Elsinore County

nytheatre.com review by Jane Titus
June 21, 2013

Well, there is a reason that Hamlet is a seminal work in European literature. The situation and characters are strong and compelling.  The play has withstood many adaptations and spoofs. This latest stab at sending up this classic is Antony Raymond’s Elsinore County.  This company attacks the story of the Dane with great enthusiasm.  Sometimes they are wildly successful and other times they seem to get lost in the enjoyment of their own humor.

The strongest part of this production is a company of young talented actors.  New York is the center of the theatre in the United States because we have companies of actors like this – trained, talented and full of life.  The playwright and director Antony Raymond seemed to want to take the play all the way to farce. As I said, Hamlet is a strong piece and can withstand the shift from tragedy to farce; Raymond as writer and director is successful to varying degrees.

Usually to elevate a play to farce, the writer will take one or two main qualities of the character and over-exaggerate them. Polonius instead of being the old windbag becomes more of a political Machiavelli which is appropriate with a younger actor playing the role.  Nick Hetherington gives us a lovely generous Polonius with a dark and twisted political underbelly. It plays very well.  Claudius as portrayed by Benjamin Bauman is really effective as a rather vapid Claudius who simply was a “douche bag” to quote the program. This carries us through most of the play but undercuts a bit of the drama at the end.  The younger generation of characters as sort of witless college buddies also works well.  Laertes being in love with Hamlet moved the plot along in some interesting ways. 

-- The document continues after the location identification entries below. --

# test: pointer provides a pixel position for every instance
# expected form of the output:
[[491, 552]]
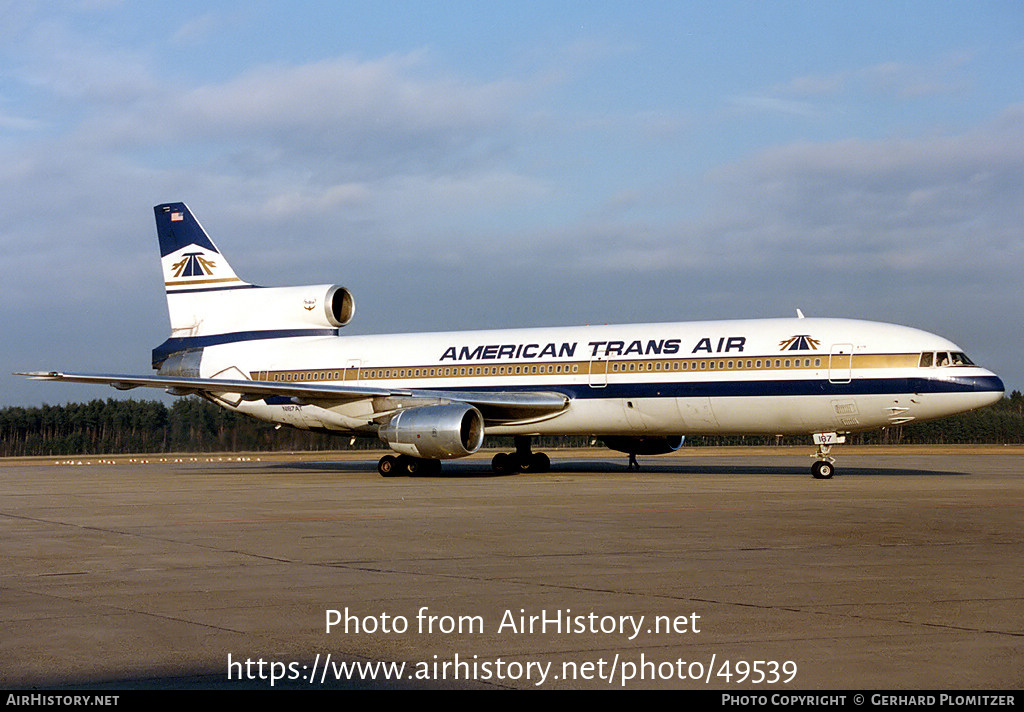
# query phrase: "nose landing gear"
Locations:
[[824, 468]]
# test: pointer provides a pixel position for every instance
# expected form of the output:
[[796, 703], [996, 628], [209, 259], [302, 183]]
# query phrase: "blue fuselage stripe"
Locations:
[[685, 389]]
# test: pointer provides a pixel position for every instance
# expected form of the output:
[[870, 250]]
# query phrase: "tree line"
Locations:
[[195, 425]]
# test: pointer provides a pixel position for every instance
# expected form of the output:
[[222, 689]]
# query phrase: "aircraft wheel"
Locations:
[[410, 465], [503, 463], [387, 466], [822, 470]]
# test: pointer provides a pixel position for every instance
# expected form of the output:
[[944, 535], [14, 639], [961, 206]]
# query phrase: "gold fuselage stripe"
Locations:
[[598, 366]]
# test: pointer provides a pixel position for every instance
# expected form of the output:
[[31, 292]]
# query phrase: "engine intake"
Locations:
[[435, 431]]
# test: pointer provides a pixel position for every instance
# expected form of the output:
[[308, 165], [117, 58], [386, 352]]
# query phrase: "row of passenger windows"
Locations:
[[416, 373], [942, 359], [704, 365], [718, 365]]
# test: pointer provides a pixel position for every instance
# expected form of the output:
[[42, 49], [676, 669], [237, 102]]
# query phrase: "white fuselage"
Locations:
[[744, 376]]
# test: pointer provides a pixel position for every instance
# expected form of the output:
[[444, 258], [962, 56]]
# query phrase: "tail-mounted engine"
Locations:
[[435, 431]]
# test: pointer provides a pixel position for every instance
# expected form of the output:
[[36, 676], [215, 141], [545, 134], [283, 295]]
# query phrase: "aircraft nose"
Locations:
[[991, 386]]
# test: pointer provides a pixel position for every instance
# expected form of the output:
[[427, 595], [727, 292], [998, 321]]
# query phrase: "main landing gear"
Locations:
[[522, 460], [393, 466], [824, 468]]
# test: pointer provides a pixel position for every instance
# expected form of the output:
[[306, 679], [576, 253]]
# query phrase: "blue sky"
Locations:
[[496, 164]]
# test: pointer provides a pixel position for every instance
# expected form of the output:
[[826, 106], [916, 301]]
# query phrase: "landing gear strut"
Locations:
[[391, 466], [522, 460], [824, 468]]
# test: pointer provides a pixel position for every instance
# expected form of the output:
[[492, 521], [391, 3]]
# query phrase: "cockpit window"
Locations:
[[944, 359]]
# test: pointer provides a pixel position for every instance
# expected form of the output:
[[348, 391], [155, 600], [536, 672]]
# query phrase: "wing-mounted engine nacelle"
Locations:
[[435, 431], [644, 446]]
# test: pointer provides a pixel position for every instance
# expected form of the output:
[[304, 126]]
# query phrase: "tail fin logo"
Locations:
[[801, 342], [194, 264]]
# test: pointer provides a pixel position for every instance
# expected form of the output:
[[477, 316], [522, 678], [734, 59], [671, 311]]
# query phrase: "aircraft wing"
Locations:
[[497, 406]]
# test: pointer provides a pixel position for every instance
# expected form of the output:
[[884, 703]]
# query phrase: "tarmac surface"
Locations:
[[904, 572]]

This simplification of character did not work quite as well for the women.  Gertrude is presented as simply a whore – with no character much beyond a desire to drink and misbehave with men.  Ophelia is promiscuous.  Basically the script did not give these talented actresses much of anything else to play.  Reducing their characters to this oversimplified level was a bit disappointing.   The incest that is sometimes played or hinted at in Shakespeare’s Hamlet has some very true and real psychological basis.  In this version it seemed random and not organic to the plot.  Catherine Cobb Ryan as Gertrude transcended the writing and made me want to see so much more of her both as an actress and, as a Gertrude with perhaps a bit more to play. Endowing Ophelia with a contemporary personality gave J.J. Pyle some interesting colors to play as Ophelia.  The fall of Ophelia was not truly dealt with but some good strong strokes were taken to try to tell her story.  There was an interesting character added to the play, a conflation of Rosencrantz and Gildenstern called Rosenstern.  The role’s gender was also switched to a woman.  As played by Sara Antkowiak, she became an enigmatic Deus ex Machina filled with sex appeal.  I walked away wishing the writer had had more insight or compassion for the feminine characters in this story.

The original play, Hamlet, is driven by 5 complex and intriguing characters. Thinking of the play as a drama with the focus solely on Hamlet does a disservice to Claudius, Polonius, Gertrude and Ophelia.  The dramatic structure of the play is as strong as they come.  In this farcical version of the tragedy, they did not lean into the structure and given circumstances enough. In any future endeavors, I would encourage the playwright to trust the structure more and to be careful to make sure the abstractions he takes from the characters are central to those characters.  Even in a farce, the actual events of the story do need to take place. Sometimes in this production, the humor received more attention than the dramatic action.  This is a perilous mistake, for then the humor does not seem to have any purpose.

Interestingly enough, the play within the play was one of the strongest, funniest parts of the evening.  In that section, the production relied on the structure as given by Shakespeare.  The company updated the language and had a huge good time making the play into a Televisa episode.  It was brilliantly funny.  Eric Wdowiak as the Player Queen as portrayed by Laertes was simply delicious.

The staging for the production flowed well and they used the minimal stage effectively.  Costuming as designed by Necessary Objects supported the actors well.

Over all, the production rollicked along and a good time was had by the talented cast.  Perhaps splitting the jobs of writer and director might benefit a future production. Not all the humor in the play worked as intended and I think an outside eye as director would have caught this. Antony Raymond has succeeded in having four scripts produced in New York;  I hope he finds a director he can work with to help deepen and clarify his work. He is already capable of inventive writing and inspiring a very talented crew of actors.